To our surprise, he said that the fitting conclusion to what we had been through would be for us to be married again, this time sacramentally in the Catholic Church—and he would like to marry us (after a good confession from each of us, of course). And if we could stick to our discipline for a few more weeks until then, he would like us to read Familiaris Consortio, the 1981 papal exhortation of St. John Paul II, our “pre-Cana,” as it were.

And so we did. We read Familiaris and discussed it with each other and with Fr. John. In early February, we gathered our nearest and dearest and were joined in a truly holy matrimony, this time in a wedding Mass celebrated by our wonderful young pastor, to whom we will always be grateful. As I have said to Elizabeth more than once, I am overjoyed to be, now, her true and only husband, joined with her forever in the sight of God.

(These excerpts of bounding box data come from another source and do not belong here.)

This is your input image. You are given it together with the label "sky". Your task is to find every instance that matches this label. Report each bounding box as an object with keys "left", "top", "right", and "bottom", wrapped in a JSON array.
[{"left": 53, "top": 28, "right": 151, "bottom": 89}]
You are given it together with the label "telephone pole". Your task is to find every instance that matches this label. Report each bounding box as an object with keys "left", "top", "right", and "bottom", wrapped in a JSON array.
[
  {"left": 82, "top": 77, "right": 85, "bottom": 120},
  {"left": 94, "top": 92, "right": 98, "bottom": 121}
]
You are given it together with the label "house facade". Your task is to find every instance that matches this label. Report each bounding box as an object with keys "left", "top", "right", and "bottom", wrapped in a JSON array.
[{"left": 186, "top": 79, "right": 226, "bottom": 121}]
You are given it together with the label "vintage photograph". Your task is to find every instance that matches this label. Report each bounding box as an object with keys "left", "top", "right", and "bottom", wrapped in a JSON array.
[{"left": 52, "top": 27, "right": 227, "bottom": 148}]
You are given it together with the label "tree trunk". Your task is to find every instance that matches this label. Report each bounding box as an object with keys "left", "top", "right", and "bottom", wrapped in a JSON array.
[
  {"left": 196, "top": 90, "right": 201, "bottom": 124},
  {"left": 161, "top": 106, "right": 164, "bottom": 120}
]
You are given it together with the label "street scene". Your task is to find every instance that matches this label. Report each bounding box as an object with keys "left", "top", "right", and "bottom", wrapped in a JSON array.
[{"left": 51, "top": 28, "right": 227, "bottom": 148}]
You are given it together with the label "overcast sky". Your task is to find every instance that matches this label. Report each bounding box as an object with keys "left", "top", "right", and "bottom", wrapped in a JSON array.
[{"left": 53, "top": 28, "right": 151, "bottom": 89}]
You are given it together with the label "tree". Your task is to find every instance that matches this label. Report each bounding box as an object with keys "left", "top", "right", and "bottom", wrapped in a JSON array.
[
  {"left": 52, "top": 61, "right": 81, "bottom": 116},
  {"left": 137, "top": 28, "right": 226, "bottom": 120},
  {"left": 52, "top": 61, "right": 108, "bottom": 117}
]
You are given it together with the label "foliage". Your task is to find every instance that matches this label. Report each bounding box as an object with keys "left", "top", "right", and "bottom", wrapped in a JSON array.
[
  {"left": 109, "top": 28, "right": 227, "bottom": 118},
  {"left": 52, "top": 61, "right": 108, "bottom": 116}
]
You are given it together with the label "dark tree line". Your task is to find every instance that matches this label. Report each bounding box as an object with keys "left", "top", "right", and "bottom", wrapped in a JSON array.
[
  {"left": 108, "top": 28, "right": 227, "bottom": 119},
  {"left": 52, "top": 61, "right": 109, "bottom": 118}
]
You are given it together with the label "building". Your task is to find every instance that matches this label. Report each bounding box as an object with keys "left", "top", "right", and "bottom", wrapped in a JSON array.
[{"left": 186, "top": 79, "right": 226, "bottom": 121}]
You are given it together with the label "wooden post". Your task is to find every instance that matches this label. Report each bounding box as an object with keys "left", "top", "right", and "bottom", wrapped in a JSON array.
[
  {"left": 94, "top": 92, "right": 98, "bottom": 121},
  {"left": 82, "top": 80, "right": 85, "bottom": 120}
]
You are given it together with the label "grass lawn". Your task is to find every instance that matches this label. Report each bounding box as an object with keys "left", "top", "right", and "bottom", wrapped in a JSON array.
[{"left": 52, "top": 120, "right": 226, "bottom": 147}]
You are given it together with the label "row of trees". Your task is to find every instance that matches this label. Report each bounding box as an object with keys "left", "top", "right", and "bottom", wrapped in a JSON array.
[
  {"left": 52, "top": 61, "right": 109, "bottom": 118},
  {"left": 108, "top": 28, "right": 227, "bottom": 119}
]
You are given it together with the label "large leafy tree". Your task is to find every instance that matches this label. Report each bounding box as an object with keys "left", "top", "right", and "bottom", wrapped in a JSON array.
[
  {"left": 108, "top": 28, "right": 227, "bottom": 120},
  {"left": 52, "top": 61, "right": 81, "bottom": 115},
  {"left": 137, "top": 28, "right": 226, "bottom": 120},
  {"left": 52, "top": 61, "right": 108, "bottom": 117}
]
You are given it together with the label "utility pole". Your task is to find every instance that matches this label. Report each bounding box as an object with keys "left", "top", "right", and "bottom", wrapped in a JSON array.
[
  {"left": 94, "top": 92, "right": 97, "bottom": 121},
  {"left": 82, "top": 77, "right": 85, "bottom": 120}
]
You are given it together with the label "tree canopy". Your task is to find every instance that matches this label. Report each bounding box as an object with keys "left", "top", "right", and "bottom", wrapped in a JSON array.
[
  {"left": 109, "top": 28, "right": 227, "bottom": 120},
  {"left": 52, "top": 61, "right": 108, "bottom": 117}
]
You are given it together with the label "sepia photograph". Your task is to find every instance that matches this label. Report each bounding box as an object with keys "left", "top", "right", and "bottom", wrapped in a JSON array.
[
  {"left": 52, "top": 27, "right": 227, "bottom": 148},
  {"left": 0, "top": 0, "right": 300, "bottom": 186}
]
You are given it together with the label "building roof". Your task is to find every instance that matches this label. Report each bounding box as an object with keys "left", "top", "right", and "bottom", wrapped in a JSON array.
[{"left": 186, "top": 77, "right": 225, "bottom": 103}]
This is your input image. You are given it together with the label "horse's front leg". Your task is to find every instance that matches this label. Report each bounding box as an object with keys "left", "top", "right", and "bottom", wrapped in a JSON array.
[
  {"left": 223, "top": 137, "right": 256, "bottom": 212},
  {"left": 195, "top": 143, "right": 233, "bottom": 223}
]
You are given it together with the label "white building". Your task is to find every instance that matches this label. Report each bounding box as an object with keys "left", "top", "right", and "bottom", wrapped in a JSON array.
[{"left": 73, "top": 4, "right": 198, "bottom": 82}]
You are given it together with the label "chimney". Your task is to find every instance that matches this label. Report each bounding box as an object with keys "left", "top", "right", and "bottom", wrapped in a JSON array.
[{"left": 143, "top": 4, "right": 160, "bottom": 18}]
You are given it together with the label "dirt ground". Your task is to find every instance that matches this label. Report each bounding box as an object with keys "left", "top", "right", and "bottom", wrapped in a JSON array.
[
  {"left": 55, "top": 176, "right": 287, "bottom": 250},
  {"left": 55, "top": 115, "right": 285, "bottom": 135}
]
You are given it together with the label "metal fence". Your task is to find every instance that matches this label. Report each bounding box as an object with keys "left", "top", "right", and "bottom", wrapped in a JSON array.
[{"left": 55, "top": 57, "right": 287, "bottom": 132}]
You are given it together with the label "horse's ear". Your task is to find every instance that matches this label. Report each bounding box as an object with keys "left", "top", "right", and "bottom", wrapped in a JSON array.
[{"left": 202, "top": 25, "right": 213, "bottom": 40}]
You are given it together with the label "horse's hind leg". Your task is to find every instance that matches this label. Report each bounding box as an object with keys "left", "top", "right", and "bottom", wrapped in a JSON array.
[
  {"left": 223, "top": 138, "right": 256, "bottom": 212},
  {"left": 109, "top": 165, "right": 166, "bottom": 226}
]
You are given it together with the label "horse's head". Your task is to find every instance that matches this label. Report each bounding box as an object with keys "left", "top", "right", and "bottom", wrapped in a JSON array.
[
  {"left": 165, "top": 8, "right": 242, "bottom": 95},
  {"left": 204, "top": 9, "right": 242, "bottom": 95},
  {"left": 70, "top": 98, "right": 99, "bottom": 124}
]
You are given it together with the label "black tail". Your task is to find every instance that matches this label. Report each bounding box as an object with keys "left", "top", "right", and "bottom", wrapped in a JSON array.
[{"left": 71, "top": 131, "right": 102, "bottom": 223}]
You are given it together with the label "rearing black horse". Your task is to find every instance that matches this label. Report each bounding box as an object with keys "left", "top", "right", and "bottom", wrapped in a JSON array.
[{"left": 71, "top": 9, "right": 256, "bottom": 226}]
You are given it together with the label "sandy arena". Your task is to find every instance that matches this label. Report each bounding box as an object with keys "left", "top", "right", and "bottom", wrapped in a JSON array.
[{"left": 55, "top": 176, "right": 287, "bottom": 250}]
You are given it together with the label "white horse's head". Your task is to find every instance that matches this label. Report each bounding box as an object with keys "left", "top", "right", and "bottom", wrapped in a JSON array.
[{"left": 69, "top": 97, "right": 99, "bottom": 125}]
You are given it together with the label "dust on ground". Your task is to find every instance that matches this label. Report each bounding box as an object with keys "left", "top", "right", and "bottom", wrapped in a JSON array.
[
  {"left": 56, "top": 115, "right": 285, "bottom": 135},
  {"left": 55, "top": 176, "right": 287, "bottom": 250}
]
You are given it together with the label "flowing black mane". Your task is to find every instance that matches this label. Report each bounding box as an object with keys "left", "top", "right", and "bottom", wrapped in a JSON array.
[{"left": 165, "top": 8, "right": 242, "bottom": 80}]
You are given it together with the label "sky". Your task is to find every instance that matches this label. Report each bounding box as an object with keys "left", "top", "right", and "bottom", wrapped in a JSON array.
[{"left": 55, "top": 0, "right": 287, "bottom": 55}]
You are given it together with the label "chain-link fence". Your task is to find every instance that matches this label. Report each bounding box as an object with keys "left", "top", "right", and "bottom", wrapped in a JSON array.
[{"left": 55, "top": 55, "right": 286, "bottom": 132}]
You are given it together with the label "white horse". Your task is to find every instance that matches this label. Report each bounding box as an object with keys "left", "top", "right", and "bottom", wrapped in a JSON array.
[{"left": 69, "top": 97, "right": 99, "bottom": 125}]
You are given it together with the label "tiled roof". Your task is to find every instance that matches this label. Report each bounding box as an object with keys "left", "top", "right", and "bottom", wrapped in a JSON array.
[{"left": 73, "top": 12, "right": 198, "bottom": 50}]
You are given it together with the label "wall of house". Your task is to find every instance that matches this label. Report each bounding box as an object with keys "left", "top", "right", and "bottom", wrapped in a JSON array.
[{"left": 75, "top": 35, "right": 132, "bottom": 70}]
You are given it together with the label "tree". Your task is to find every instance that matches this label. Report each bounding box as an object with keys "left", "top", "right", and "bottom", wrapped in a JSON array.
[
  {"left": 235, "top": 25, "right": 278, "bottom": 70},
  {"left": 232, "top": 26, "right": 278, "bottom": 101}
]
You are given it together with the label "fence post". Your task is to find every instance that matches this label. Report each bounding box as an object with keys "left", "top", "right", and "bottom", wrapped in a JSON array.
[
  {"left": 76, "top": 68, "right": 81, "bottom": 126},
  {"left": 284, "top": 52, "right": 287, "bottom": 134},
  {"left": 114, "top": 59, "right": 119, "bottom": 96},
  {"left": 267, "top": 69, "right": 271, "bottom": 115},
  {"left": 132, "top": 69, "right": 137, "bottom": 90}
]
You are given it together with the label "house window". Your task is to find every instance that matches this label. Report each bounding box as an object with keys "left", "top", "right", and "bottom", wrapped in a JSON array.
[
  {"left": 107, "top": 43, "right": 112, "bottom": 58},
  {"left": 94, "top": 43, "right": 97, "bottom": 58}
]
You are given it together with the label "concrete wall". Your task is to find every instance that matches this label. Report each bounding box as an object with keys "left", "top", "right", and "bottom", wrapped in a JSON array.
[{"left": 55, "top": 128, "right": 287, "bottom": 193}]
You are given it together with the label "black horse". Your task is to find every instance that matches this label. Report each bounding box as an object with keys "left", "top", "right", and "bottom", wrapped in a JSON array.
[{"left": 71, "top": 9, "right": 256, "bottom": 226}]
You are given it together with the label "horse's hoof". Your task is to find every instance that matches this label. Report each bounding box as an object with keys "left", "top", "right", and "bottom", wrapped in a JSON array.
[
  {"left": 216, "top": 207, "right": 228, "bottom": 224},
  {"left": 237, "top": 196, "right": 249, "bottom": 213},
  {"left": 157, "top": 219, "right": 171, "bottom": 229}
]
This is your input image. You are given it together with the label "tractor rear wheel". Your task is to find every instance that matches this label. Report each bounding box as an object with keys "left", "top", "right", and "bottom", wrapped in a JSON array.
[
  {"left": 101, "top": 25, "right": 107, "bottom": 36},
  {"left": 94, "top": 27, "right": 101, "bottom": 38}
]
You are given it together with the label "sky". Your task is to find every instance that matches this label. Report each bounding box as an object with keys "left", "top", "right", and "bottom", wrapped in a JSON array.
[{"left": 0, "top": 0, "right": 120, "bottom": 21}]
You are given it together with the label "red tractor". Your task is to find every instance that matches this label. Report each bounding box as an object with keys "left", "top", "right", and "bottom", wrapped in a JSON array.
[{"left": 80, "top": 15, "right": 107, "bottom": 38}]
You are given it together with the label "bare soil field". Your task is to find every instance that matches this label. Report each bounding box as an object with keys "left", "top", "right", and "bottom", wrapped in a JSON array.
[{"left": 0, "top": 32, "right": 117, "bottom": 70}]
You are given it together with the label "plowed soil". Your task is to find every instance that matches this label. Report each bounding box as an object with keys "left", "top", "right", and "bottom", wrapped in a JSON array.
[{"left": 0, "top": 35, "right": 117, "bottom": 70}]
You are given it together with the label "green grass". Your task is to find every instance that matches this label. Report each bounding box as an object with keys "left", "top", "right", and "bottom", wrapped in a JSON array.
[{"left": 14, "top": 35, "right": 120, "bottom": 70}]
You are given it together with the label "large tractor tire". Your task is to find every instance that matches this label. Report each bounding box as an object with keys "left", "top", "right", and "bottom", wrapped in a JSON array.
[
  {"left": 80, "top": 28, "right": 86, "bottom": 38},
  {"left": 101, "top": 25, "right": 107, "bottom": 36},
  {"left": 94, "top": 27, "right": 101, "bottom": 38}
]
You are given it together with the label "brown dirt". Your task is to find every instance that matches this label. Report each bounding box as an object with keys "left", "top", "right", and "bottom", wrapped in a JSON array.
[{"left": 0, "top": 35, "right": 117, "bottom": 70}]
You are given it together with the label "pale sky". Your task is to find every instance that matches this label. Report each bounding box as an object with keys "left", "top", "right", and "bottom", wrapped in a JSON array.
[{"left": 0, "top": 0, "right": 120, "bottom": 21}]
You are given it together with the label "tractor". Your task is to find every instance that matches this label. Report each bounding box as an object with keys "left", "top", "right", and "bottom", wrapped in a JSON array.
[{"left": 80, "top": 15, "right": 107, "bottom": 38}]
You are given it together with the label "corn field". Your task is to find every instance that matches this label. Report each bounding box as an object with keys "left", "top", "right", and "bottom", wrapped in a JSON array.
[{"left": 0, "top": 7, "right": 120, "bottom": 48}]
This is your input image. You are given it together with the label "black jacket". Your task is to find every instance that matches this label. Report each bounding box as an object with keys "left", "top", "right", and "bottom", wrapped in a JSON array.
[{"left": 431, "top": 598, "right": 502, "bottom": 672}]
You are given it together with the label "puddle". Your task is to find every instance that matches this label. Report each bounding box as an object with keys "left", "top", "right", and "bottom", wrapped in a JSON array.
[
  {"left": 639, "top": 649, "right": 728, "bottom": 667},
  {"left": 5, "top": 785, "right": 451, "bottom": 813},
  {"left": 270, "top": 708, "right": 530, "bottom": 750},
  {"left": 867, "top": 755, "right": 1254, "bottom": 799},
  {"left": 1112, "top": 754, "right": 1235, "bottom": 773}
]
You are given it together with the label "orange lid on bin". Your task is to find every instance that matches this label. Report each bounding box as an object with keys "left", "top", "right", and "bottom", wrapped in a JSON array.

We are grateful as well to the Holy Father. Whatever his intentions, whatever history will say about his papacy, whatever the future standing of Amoris Laetitia in the library of papal statements—it was Pope Francis who started the conversation. It was he who flipped the switch that lit up, in blazing neon for us, the unalterable teaching of Mother Church. That started us on our way to getting right with that teaching.

For the Holy Father, then, and for priests like Fr. Colin and Fr. John (the one who brought us into the faith and the other who reordered our relation to it), and for marriage, for the truth about marriage, and for couples struggling to live in the light of that truth, we offer up our grateful prayers. We have been truly blessed to come fully, unreservedly, into the Church.

James Zacchaeus is the pseudonym of a writer in the Northeast.